La mort de son grand frère lui a mis « une claque ». Mais Amine a choisi de se battre. « J'ai désormais la légitimité de m'exprimer, un devoir vis-à-vis de mon frère, mais aussi de tous les autres. » A l'entrée de son bureau, à la cité de Frais-Vallon, où il a grandi, on peut lire cette citation de Walt Disney : « La meilleure manière de se lancer, c'est d'arrêter de parler et commencer à agir. »
Comment ? En apportant une aide financière et psychologique aux proches des victimes des réseaux de drogue. L'association les aide également à se reloger. Au fil de l'eau, et au vu des besoins immenses, elle élargit rapidement son action sociale auprès de tous les habitants des quartiers : colis alimentaire, aide administrative, accès à du matériel informatique, sorties culturelles, accompagnement à la recherche d'emploi et à la formation…
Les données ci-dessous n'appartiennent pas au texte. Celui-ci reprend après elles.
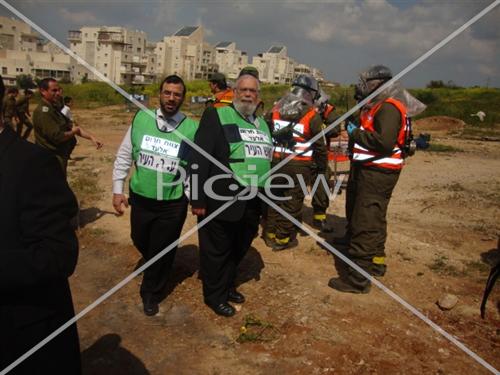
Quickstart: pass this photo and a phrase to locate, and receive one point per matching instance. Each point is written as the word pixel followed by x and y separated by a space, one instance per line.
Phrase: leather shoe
pixel 224 309
pixel 150 308
pixel 235 296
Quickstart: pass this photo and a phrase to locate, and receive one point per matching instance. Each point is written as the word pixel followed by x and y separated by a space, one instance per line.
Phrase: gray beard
pixel 246 109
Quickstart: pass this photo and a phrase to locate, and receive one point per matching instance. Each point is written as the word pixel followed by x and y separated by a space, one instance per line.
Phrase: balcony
pixel 110 37
pixel 75 36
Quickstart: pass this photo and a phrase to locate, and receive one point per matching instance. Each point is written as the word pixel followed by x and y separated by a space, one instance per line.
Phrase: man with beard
pixel 242 142
pixel 51 128
pixel 155 145
pixel 38 252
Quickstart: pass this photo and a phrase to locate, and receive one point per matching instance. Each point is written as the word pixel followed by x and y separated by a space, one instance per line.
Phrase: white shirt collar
pixel 168 124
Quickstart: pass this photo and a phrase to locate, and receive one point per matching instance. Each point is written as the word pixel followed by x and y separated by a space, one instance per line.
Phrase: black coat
pixel 210 137
pixel 38 252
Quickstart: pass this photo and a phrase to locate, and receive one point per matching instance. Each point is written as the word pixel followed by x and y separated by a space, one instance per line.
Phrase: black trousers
pixel 154 226
pixel 223 244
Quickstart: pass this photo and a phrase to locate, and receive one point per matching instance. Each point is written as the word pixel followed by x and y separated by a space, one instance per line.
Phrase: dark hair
pixel 44 83
pixel 176 80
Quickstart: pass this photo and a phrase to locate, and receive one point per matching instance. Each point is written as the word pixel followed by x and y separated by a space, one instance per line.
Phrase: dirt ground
pixel 443 226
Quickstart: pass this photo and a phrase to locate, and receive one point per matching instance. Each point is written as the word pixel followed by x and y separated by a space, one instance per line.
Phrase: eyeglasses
pixel 249 90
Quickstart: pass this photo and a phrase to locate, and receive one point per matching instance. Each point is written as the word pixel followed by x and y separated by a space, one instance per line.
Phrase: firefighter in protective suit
pixel 378 145
pixel 321 196
pixel 294 121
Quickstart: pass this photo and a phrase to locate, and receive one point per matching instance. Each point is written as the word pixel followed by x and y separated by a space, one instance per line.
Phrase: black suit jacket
pixel 38 252
pixel 210 137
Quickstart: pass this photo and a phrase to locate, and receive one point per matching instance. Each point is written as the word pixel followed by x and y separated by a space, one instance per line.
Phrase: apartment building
pixel 182 53
pixel 23 51
pixel 122 55
pixel 229 59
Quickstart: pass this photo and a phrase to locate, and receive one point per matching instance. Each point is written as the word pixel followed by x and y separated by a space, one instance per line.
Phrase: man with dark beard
pixel 157 197
pixel 241 142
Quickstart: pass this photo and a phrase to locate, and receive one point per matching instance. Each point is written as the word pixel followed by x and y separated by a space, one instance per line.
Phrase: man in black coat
pixel 38 252
pixel 226 238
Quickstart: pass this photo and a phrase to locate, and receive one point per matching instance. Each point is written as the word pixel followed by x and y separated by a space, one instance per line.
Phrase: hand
pixel 119 202
pixel 198 211
pixel 76 130
pixel 98 144
pixel 350 128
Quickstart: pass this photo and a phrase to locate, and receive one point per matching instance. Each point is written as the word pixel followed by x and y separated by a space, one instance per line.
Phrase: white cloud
pixel 78 18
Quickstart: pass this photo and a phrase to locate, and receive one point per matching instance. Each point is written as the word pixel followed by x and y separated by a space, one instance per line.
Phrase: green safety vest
pixel 157 157
pixel 250 147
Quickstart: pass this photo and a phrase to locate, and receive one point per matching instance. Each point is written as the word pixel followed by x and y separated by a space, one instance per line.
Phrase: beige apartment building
pixel 23 51
pixel 229 59
pixel 122 55
pixel 182 53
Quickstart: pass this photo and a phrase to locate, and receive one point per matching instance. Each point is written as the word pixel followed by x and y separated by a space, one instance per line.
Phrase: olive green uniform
pixel 22 109
pixel 369 191
pixel 9 111
pixel 50 126
pixel 321 196
pixel 279 227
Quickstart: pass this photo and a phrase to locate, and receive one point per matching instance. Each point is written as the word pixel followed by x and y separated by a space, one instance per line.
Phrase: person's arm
pixel 88 135
pixel 49 245
pixel 122 165
pixel 386 125
pixel 209 131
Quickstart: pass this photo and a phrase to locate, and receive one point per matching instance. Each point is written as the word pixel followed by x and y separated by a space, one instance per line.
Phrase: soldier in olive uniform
pixel 9 107
pixel 52 130
pixel 377 160
pixel 321 196
pixel 23 114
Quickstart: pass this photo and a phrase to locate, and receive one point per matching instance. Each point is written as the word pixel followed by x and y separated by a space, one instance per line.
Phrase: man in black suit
pixel 38 252
pixel 242 142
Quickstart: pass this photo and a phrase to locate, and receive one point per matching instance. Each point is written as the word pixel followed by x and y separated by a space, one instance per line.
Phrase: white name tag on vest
pixel 158 163
pixel 160 146
pixel 257 150
pixel 280 124
pixel 254 135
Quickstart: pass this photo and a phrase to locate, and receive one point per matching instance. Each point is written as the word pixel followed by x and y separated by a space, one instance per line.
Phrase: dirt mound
pixel 438 123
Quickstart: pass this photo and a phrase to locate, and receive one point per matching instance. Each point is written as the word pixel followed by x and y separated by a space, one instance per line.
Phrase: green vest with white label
pixel 250 147
pixel 160 157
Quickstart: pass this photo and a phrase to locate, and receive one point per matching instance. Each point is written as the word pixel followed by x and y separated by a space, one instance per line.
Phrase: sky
pixel 340 37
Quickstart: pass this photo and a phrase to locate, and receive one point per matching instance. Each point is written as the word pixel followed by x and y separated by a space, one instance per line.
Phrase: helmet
pixel 250 70
pixel 377 72
pixel 307 82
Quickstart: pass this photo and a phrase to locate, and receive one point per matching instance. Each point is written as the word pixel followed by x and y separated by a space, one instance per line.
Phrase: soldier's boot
pixel 280 244
pixel 268 238
pixel 378 267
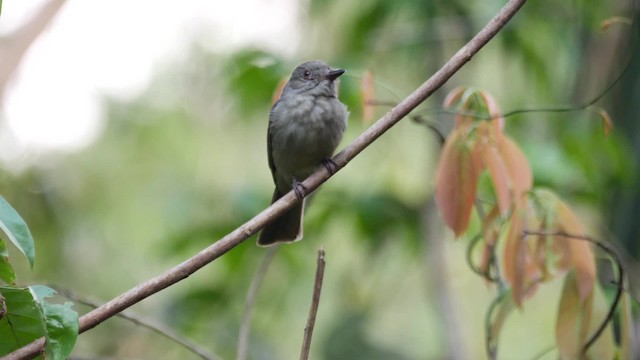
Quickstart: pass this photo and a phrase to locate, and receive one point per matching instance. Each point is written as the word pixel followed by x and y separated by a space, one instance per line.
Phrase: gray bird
pixel 305 127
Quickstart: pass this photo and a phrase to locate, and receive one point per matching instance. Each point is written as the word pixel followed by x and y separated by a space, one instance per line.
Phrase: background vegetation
pixel 185 162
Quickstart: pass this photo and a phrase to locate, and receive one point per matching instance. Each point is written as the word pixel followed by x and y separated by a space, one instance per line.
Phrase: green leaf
pixel 22 322
pixel 6 270
pixel 29 317
pixel 17 230
pixel 61 323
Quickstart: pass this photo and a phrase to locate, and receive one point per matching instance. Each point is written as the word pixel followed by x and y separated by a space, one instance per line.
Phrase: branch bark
pixel 315 301
pixel 231 240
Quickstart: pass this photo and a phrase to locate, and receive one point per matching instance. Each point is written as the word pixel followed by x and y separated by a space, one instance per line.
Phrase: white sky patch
pixel 95 47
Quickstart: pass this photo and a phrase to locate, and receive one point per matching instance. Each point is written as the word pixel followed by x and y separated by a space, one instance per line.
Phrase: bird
pixel 306 125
A 16 ans, il mène son premier combat : il se bat pour que l'un de ses amis ne soit pas expulsé, écrit au préfet. Puis il fait le choix « politique » de s'orienter vers un BAC professionnel gestion et administration : « J'en avais marre qu'on dénigre cette filière, qu'on dise qu'elle n'ouvre pas de portes », raconte l'étudiant, qui veut être un exemple du « tout est possible ».
En septembre 2021, l'étudiant rencontre Emmanuel Macron, en visite dans la Cité phocéenne pour son plan « Marseille en grand » . Il interpelle le président pour qu'il construise ce projet avec les élus locaux, les associations, les habitants. Depuis, des choses ont été faites, assure-t-il, notamment la rénovation de plusieurs écoles de la ville. Mais c'est « un plan d'urgence d'envergure » qu'il faudrait. « Le 24 décembre, nous n'étions pas en famille, mais avec les proches de deux jeunes assassinés. En 2022, il y a eu 33 homicides en 2022 à Marseille, ce qui veut dire 33 familles brisées. » Amine voit grand pour son association, grâce à laquelle il veut peser dans le débat public.
Pour Elsa Da Costa, directrice générale d'Ashoka France, il ne fait aucun doute qu'Amine va continuer de se révéler dans les prochaines années. « Je l'ai découvert dans un reportage sur la visite du président à Marseille. J'ai été bluffée par la manière dont il s'exprimait du haut de ses 17 ans ! » Elle l'embarque alors dans le projet « Ta voix compte » , lancé par l'ONG pour élaborer des propositions à soumettre aux candidats lors de la campagne présidentielle de 2022. Elle se dit impressionnée par « son niveau de maturité, de conscience, son acuité et sa capacité à être avec les autres dans une grande humilité ». Et de conclure, comme une évidence : « Tout cela nous oblige à l'écouter. »
Et Amine a beaucoup de choses à dire. Il s'est forgé des convictions politiques au fil de toutes ses expériences, en particulier celle d'être scolarisé dans un quartier du centre-ville. Un choix de sa mère qui lui a fait découvrir autre chose que Frais-Vallon : « Cette expérience m'a donné une bonne vision de ce que doit être la mixité sociale », expose-t-il. Décloisonner la société et faire tomber les clichés, voilà le leitmotiv qui traverse son engagement associatif, qu'il associe volontiers à une forme d'engagement politique.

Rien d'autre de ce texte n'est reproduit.